Patients were treated initially with continuous-infusion vinblastine alone (1.2 mg/m2/day for 4 days or 1.5 mg/m2/day for
5 days); patients with stable or progressive disease were then treated with the same vinblastine regimen, combined with a
high-dose regimen of either cyclosporine A (12.5 mg/kg/day for 5 days) or tamoxifen (400 mg/m2 as a loading dose and 300 mg/m2/day
for 13 days). Sixty-three patients were randomized to each arm. Eighty patients on both arms were evaluable for response to
vinblastine alone; of these, only one patient achieved a partial response. Thirty-three patients went on to be treated with
vinblastine and high-dose cyclosporine A. No responses were observed, although four patients with progressive disease on prior
vinblastine achieved stabilization of disease after cyclosporine A was added. Addition of cyclosporine resulted in more leukopenia
(5% versus 25%) and in transient hyperbilirubinemia (24%) and neurocortical changes (11%). No significant azotemia was observed.

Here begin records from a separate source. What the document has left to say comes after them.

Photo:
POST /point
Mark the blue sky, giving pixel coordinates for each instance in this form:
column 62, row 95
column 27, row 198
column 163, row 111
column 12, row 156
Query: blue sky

Thirty-five patients received high-dose tamoxifen with continuous-infusion vinblastine. One complete remission was seen in
a patient who had stable disease only with prior vinblastine alone; no other responses were observed. Leukopenia was not more
severe with the addition of tamoxifen to vinblastine, nor was hyperbilirubinemia observed. However, 9% of patients developed
transient ataxia with or without neurocortical changes as a result of high-dose tamoxifen therapy, and 11% developed phlebitis.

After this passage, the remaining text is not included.